Norna-Norna Quand les deux membres d'Ølten, en l'occurrence Christophe (guitariste) et Marc (batteur), ont partagé un titre de leur opus Mode ("Gloom") avec Tomas, leader du cultissime Breach et initiateur de The Old Wind et Terra Tenebrosa, ils devaient être ravis. Raccourcir la distance entre la Suisse et la Suède pour un titre, c'est pas mal mais pourquoi jouer ensemble dans un nouveau groupe ? Certainement que l'idée a été semée à ce moment en 2015... Elle a germé, résisté au COVID et Norna est né. Un premier opus, Star is way way is eye, sort sur un confidential label norvégien en 2022, mais les connections de Tomas font le job (il a aussi participé à un titre de The Ocean) et Pelagic Records offre une plus grande exposition au nouvel album qui ne porte pas de nom.

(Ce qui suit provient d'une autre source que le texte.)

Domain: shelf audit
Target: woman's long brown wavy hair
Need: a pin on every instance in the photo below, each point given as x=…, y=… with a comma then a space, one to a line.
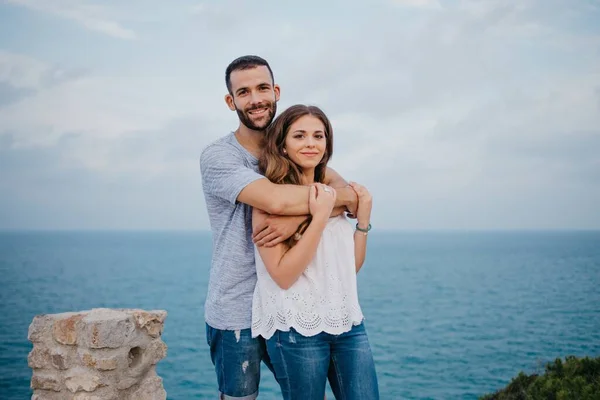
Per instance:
x=277, y=167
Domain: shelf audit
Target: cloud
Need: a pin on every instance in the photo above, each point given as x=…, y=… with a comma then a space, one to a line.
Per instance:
x=478, y=115
x=85, y=13
x=427, y=4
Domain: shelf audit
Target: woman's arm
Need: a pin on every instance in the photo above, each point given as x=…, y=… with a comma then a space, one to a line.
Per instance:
x=284, y=264
x=363, y=216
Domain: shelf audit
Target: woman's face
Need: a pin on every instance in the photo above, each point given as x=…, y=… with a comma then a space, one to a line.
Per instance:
x=305, y=142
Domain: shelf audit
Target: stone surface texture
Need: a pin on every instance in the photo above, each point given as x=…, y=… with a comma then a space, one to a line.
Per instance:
x=99, y=354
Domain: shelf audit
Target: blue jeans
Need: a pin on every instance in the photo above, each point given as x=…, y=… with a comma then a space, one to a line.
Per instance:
x=303, y=365
x=236, y=357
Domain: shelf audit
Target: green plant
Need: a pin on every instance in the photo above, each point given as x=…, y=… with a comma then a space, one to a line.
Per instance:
x=572, y=379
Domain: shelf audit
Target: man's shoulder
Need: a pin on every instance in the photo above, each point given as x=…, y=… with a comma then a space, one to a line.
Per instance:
x=219, y=149
x=222, y=143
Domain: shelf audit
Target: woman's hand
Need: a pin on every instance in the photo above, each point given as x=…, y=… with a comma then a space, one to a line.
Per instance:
x=365, y=203
x=321, y=201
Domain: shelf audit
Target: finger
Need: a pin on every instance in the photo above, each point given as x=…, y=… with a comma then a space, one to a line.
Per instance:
x=267, y=238
x=259, y=236
x=274, y=242
x=259, y=228
x=313, y=192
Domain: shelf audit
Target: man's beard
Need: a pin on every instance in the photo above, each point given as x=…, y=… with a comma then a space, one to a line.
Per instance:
x=247, y=121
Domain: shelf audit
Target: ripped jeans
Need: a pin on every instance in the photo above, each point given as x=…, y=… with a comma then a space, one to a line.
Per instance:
x=303, y=364
x=236, y=356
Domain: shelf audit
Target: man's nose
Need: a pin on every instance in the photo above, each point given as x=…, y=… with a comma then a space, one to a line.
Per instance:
x=255, y=98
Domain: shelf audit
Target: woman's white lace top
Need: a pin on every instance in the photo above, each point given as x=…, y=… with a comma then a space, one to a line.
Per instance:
x=323, y=299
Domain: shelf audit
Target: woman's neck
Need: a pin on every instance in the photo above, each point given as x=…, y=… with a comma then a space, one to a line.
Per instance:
x=308, y=176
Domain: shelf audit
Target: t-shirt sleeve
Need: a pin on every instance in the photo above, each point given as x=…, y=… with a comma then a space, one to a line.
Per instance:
x=224, y=173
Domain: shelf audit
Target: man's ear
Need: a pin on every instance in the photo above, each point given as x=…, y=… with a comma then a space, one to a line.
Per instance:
x=277, y=91
x=229, y=101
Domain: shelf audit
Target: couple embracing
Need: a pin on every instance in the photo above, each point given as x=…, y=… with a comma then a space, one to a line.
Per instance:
x=282, y=286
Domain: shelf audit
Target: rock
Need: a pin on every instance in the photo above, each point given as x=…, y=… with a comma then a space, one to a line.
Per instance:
x=152, y=321
x=105, y=328
x=102, y=354
x=80, y=379
x=45, y=382
x=149, y=389
x=65, y=329
x=39, y=357
x=40, y=328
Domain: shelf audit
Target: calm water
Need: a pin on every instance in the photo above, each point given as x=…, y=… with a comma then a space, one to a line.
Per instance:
x=450, y=315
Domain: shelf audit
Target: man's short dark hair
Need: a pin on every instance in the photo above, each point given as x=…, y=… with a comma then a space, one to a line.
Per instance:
x=242, y=63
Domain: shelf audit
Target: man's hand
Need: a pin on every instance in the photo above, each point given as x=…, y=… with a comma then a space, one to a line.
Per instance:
x=275, y=229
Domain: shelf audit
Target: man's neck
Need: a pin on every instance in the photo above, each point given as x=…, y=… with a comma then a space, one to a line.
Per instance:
x=250, y=139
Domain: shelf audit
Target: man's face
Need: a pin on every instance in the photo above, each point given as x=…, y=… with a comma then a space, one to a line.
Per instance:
x=254, y=97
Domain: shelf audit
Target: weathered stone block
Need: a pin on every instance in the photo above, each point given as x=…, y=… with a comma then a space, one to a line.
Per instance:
x=39, y=357
x=102, y=354
x=65, y=329
x=157, y=350
x=81, y=379
x=151, y=321
x=100, y=363
x=45, y=381
x=150, y=388
x=40, y=328
x=105, y=328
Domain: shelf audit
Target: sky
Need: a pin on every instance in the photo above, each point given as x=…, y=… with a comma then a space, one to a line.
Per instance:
x=457, y=115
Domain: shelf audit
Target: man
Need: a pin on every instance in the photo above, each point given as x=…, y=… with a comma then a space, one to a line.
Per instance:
x=232, y=187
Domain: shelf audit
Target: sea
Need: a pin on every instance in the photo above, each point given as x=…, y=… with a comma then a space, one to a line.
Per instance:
x=450, y=315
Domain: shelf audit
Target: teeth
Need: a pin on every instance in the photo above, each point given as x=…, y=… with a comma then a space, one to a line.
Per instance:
x=258, y=111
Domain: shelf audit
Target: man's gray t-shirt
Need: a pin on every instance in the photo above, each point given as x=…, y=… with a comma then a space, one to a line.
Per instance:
x=227, y=168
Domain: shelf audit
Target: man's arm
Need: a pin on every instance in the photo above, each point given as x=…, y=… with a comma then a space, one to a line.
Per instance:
x=280, y=225
x=346, y=196
x=286, y=199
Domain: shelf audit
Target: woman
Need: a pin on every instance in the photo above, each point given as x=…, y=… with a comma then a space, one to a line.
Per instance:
x=305, y=303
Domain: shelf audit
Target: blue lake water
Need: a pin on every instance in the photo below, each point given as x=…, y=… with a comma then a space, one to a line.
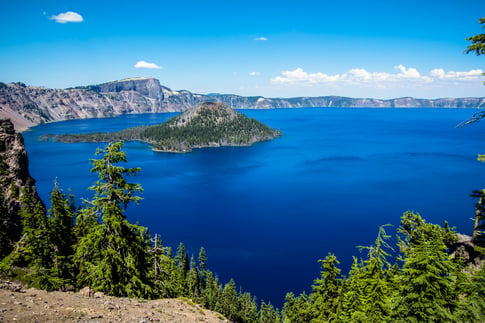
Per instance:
x=265, y=214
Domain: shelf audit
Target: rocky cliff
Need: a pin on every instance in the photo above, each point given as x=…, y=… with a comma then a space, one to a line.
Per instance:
x=15, y=180
x=28, y=105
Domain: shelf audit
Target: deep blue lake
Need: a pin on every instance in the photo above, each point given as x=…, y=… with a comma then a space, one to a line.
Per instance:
x=265, y=214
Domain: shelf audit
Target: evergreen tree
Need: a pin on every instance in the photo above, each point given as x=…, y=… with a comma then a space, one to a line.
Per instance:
x=426, y=283
x=248, y=308
x=353, y=294
x=163, y=269
x=112, y=256
x=472, y=309
x=376, y=289
x=325, y=298
x=297, y=310
x=203, y=267
x=229, y=303
x=5, y=244
x=268, y=314
x=182, y=260
x=193, y=280
x=62, y=238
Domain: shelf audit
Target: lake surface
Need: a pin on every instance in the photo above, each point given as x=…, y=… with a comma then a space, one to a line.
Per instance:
x=265, y=214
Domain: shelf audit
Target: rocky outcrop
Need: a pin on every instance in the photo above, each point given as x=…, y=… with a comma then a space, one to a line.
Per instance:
x=27, y=105
x=15, y=180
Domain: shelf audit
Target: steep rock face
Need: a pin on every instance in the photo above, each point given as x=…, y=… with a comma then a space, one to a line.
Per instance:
x=27, y=105
x=14, y=179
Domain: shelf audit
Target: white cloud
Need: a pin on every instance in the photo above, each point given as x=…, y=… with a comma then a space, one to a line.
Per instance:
x=143, y=64
x=440, y=73
x=66, y=17
x=403, y=77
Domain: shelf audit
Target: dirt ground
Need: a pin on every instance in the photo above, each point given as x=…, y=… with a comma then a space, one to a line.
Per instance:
x=32, y=305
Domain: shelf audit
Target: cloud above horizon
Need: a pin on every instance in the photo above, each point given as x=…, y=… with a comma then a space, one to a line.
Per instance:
x=66, y=17
x=361, y=77
x=143, y=64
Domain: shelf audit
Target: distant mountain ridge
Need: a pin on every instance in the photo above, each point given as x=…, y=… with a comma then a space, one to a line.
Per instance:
x=207, y=124
x=28, y=105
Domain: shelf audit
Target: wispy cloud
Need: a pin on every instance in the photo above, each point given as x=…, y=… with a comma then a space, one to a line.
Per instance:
x=362, y=77
x=143, y=64
x=66, y=17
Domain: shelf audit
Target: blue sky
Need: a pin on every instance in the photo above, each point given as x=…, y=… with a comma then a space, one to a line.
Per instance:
x=381, y=49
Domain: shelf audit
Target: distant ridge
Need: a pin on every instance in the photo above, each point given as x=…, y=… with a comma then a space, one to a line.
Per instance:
x=207, y=124
x=28, y=105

Si les groupes évoqués à l'instant ne te sont pas inconnus, tu sais déjà que Norna part avec un haut degré de sympathie et tu ne seras pas surpris que le trio œuvre en terres doom/sludge/post-metal. Les zicos helvètes sont amateurs de riffs lourds et lancinants tandis que le chanteur suédois aime quand ça hurle, pour ne léser personne, ils font tous trois ce qu'ils préfèrent. Le résultat se tient en six titres, découpé en deux parties (pour mieux coller au vinyle, pourquoi pas cette superbe édition gold ?) même si chaque pièce fait largement son poids et ne se digère pas aisément. Je ne sais pas comment les mecs ont écrit leurs morceaux, mais sur certains, il semble assez évident que le chant n'arrive qu'en tout dernier. Non seulement les parties instrumentales se suffisent quasiment à elles-mêmes, mais en plus, la voix se rajoute à l'ensemble comme une couche supplémentaire, jamais comme un élément qu'il faudrait mettre en avant, comme si Tomas se fondait dans la masse et cherchait à suivre les déchirements des guitares et la brutalité de la batterie plus qu'à imposer ses lignes et ses maux. L'ensemble forme un sombre chaos où les respirations sont fugaces (l'intro de "Shine by its own light" ne contient qu'une lointaine saturation !) et la volonté d'oppresser prédomine. On se sent écrasé de bout en bout, la masse des riffs et des effets pèse tant que quand arrive "The sleep", on est à bout de force et on ne peut que s'effondrer en subissant les derniers coups de butoir. D'autant que ceux-là sont un peu plus rapides et puissants que d'autres ("Samsara" paraît doux à côté).

Éreinté par ces quarante minutes, il faut impérativement changer de disque pour conserver sa santé mentale et ne pas transformer le cerveau en bouillis. Mais il est déjà trop tard, Norna a un truc qui fait qu'on a envie d'y retourner, quand bien même ça va de nouveau nous faire mal.